JACKSON, Miss. (AP) — Some Mississippi hospital administrators say they worry about bad financial consequences if the state doesn't expand Medicaid under the federal health care overhaul.
Specifically, they worry hospitals will have to continue providing care for uninsured people even if the federal government stops reimbursing part of the expense.
Officials say there's a lot of uncertainty about whether the reimbursement will continue in states that choose not to put more people on Medicaid, the federal-state health insurance program for the needy.
Republican Gov. Phil Bryant has said for months that Mississippi can't afford to put another 300,000 people on Medicaid, even with the federal government paying most of the tab from 2014 to 2017.
Chris Anderson, CEO of the Pascagoula-based Singing River Health System, said Wednesday that it makes financial sense to put thousands of currently uninsured people into the program.
"I absolutely think the state should proceed with expanding Medicaid," Anderson said in an interview after he spoke to a Senate Public Health subcommittee.

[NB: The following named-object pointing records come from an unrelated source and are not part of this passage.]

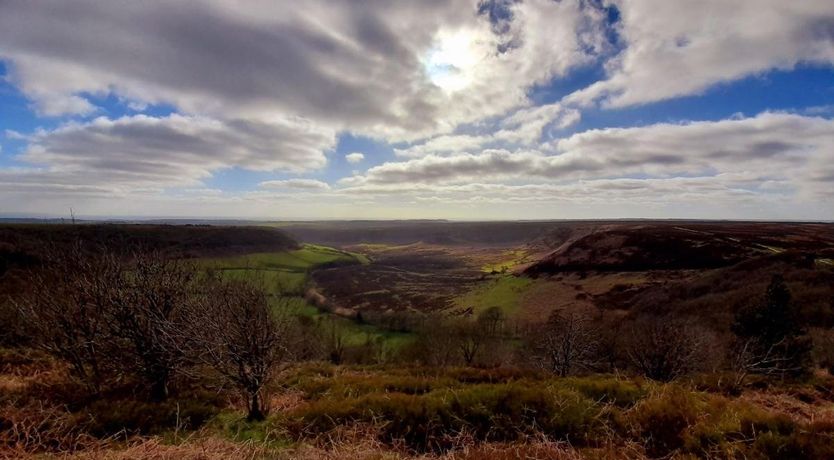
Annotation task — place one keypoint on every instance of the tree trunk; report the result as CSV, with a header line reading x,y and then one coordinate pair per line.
x,y
159,388
255,411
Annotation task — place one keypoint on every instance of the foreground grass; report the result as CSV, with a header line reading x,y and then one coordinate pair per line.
x,y
325,411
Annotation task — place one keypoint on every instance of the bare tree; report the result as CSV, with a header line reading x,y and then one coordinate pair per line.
x,y
666,348
566,342
148,316
750,357
237,333
68,309
335,338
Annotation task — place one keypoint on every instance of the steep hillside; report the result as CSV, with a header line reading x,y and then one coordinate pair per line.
x,y
679,246
23,245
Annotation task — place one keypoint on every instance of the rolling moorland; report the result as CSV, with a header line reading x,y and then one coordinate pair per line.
x,y
417,339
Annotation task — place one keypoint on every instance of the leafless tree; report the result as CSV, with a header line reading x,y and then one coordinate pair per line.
x,y
750,357
335,338
567,342
68,309
148,316
235,331
666,348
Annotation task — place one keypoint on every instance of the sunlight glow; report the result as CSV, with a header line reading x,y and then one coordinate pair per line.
x,y
451,62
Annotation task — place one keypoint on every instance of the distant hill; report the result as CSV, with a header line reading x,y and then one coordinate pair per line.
x,y
23,245
678,246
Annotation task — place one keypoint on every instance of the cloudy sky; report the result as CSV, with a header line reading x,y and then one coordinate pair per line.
x,y
503,109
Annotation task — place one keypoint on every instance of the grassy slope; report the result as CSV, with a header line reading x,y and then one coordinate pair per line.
x,y
281,272
286,273
502,291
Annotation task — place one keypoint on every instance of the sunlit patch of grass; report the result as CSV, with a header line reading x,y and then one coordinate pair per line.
x,y
825,262
504,292
298,260
509,260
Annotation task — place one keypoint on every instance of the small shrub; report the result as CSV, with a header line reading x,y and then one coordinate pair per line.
x,y
621,393
495,412
139,417
662,420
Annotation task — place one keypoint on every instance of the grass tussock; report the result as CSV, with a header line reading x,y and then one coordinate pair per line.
x,y
322,411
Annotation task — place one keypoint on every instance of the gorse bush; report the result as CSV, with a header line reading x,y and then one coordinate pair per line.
x,y
496,412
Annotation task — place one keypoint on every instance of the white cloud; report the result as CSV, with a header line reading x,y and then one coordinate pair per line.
x,y
342,65
678,47
141,151
299,184
769,148
355,157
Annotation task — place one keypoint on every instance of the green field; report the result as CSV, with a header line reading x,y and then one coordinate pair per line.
x,y
286,274
503,291
281,272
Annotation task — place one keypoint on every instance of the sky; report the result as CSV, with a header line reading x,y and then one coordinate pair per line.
x,y
380,109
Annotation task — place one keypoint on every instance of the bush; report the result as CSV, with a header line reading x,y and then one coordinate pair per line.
x,y
662,420
110,417
621,393
494,412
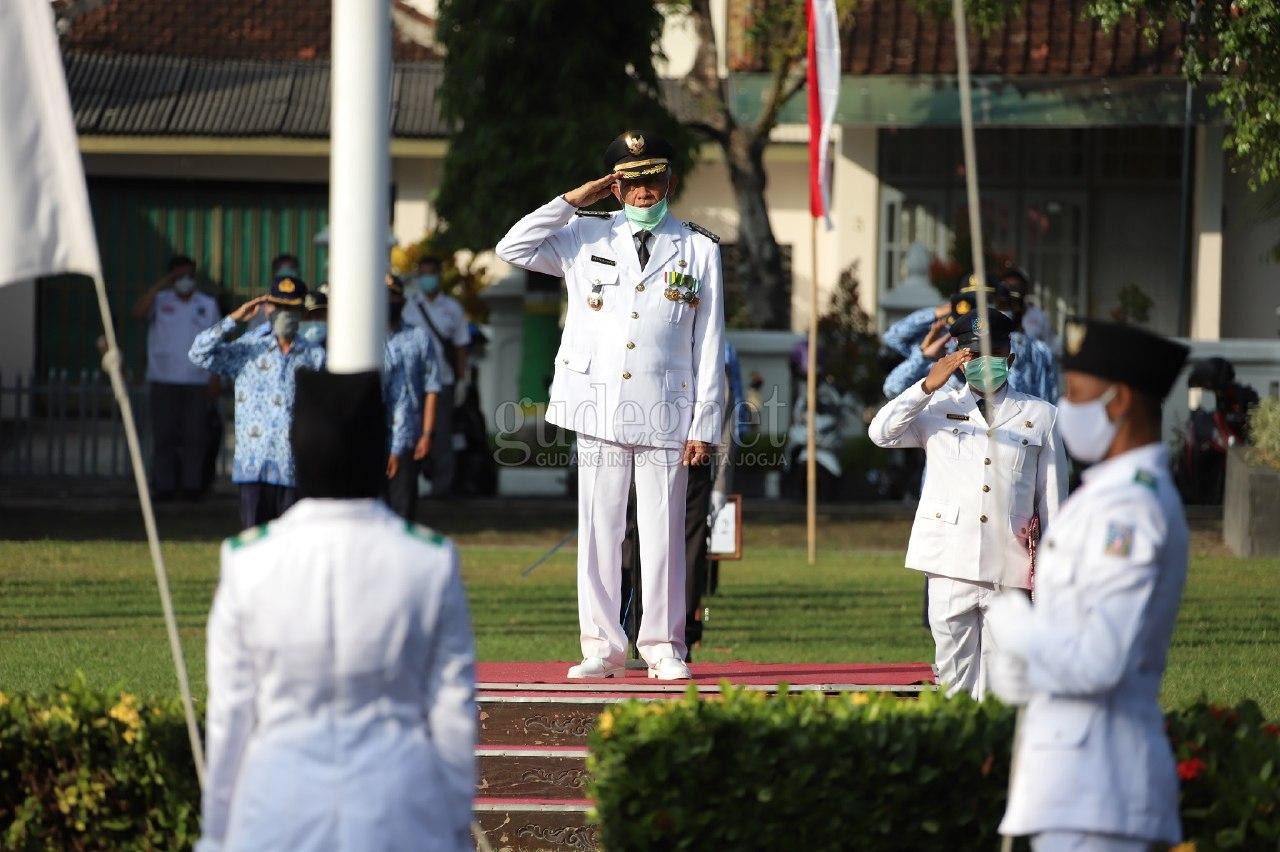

"I realize there are pros and cons and there is some cost. But if we do not expand, we are taking taxpayer dollars from the state of Mississippi and we're giving it to other states," Anderson said. "It is going to strengthen other health systems in other states at the expense of Mississippi, already the poorest state in the country."
He wasn't alone in that sentiment.
Gary Marchand, president and CEO of Gulfport-based Memorial Hospital, said that in 2009, about 10 percent of the hospital's patients were uninsured. By 2012, he said that had risen to "slightly north of 13 percent," which he attributed to a stagnant economy.